Dr. Chante said to me, “Now why wouldn’t that become a part of your story and your testimony? Okay, so you had sex out of wedlock, got pregnant, and maybe had to resign as a pastor…why wouldn’t God then use that in a redemptive way to help other people?”

It was in that moment that I realized how much fear was running my life and decisions and not faith, grace, and love.

“I can trust myself,” is definitely not a one-size-fits all statement. It requires that each of us have a deep understanding of who we are, our lived experiences, the ways in which we were formed and what healthy relationship looks like based on that…and from there in communication with our partner and in community, you decide what you value and how you will live that out before each other and before God.

Kendall told me the other day that he doesn't really carry guilt/shame. I didn’t quite understand what he was saying. Then he paused and said, “I just really believe in God’s grace.” Wow. Kendall, my boyfriend, is heart set on being an effective witness for Jesus Christ, but if he makes mistakes along the way, he carries no guilt or shame about that.

I had an epiphany at that moment. That there really is…


#2. GRACE for the GREY.

  • There’s grace for not having the answer.

  • There’s grace for not having it figured out.

  • There’s grace for still being in process.

#3. The best gift I can give to someone else is a healthy version of me.


When we are unhealthy and are operating from a place of fear, shame, insecurity, etc. we are teaching our family, friends, co-workers, community how to COPE with our toxicity. You're discipiling people into your toxicity. Like a potter that forms clay, we are forming people based on the things that have wounded us.

Think about it. When someone learns how to cope with someone else's anger, passive aggression, envy, fear...it forms something inside of them as well as the people that do life with them. It could show up as:

  • Attachment wounds.

  • Identity issues.

  • Value/worth issues.

  • Confidence issues.

  • Trust issues.

  • Communication issues.

The thing that builds what MLK calls a “beloved community” is healthy individuals that give love and share that health with those around them.


Let’s go back to the passage in John 8:1-11. It’s almost as if Jesus conducts a therapy session with the lady who was just caught in adultery:

  • Jesus helps the woman caught in adultery...name the struggle

  • Name her accusers

  • Name her shame / condemnation

  • Then He liberates her. He says, “where are your accusers?…Neither do I condemn you. Go and sin no more.”


He frees her from shame, guilt and condemnation and then says, “With this new identity of love that I’ve given you...go and live in your new liberated state.” Jesus doesn’t condemn you. Jesus removes the fear that is the root of the shame placed upon you.

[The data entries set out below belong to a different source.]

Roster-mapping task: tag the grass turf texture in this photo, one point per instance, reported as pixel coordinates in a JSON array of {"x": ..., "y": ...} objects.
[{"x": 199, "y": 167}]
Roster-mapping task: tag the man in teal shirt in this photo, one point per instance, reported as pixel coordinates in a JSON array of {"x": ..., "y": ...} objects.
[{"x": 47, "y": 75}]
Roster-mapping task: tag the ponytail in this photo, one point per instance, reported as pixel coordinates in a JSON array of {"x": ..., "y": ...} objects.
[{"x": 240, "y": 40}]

As you sit -- would you imagine the love in Jesus’ eyes that He has for you.

Imagine Him saying to you...I don’t condemn you either...go and sin no more.

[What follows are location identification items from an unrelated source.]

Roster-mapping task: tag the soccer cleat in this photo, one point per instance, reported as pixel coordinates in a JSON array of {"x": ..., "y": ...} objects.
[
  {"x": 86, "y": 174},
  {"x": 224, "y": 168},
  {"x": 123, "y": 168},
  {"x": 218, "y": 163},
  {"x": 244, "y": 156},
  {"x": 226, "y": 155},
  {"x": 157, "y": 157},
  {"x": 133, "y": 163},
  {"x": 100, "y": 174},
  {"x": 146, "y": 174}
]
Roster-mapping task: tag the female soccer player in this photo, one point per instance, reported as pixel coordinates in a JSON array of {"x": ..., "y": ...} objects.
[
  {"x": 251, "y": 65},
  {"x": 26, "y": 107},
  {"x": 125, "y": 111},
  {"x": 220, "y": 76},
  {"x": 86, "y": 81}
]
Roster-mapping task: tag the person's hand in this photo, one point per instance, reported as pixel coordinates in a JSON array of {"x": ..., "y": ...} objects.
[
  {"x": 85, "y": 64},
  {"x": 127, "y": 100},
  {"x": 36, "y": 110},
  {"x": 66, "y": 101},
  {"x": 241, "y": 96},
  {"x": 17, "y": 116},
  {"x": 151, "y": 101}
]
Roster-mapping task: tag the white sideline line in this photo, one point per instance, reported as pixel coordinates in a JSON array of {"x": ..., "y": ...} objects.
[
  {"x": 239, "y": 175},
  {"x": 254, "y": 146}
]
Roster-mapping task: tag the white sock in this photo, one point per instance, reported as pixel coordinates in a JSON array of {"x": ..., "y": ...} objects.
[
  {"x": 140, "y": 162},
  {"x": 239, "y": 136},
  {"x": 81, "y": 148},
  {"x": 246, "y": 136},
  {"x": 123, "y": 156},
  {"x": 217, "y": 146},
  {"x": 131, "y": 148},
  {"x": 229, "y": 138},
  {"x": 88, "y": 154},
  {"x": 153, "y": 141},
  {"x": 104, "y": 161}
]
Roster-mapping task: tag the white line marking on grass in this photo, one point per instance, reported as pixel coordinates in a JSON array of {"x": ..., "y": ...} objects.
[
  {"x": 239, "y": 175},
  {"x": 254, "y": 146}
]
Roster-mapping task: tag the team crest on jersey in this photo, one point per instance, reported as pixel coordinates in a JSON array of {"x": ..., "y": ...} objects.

There’s an invitation here I believe Jesus is extending to all of us. To be free from shame and the guilt placed upon us by others and the shame we place upon ourselves by internalizing the voices of others.

May we find healing and liberation in the holistic view of His creation. Even if that’s going to therapy and counseling. Even if that’s journaling, talking to someone, sending an email, writing a letter to start. Jesus, we accept this invitation...AMEN.

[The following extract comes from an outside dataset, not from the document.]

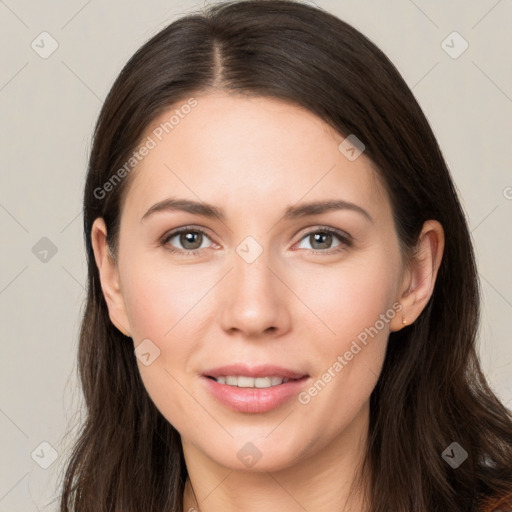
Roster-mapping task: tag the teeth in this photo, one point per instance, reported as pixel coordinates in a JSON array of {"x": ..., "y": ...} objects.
[{"x": 251, "y": 382}]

QUESTIONS FOR TABLE DISCUSSIONS:

  1. Do you experience the feeling of shame more so from yourself or from other people?

  2. When you feel shame, how does it show up in your body? How do you normally feel and where do you feel it in your body?

  3. How did Jesus free the lady caught in adultery from shame? What did He do?

  4. What is one thing you can do to become a healthier version of yourself emotionally/mentally?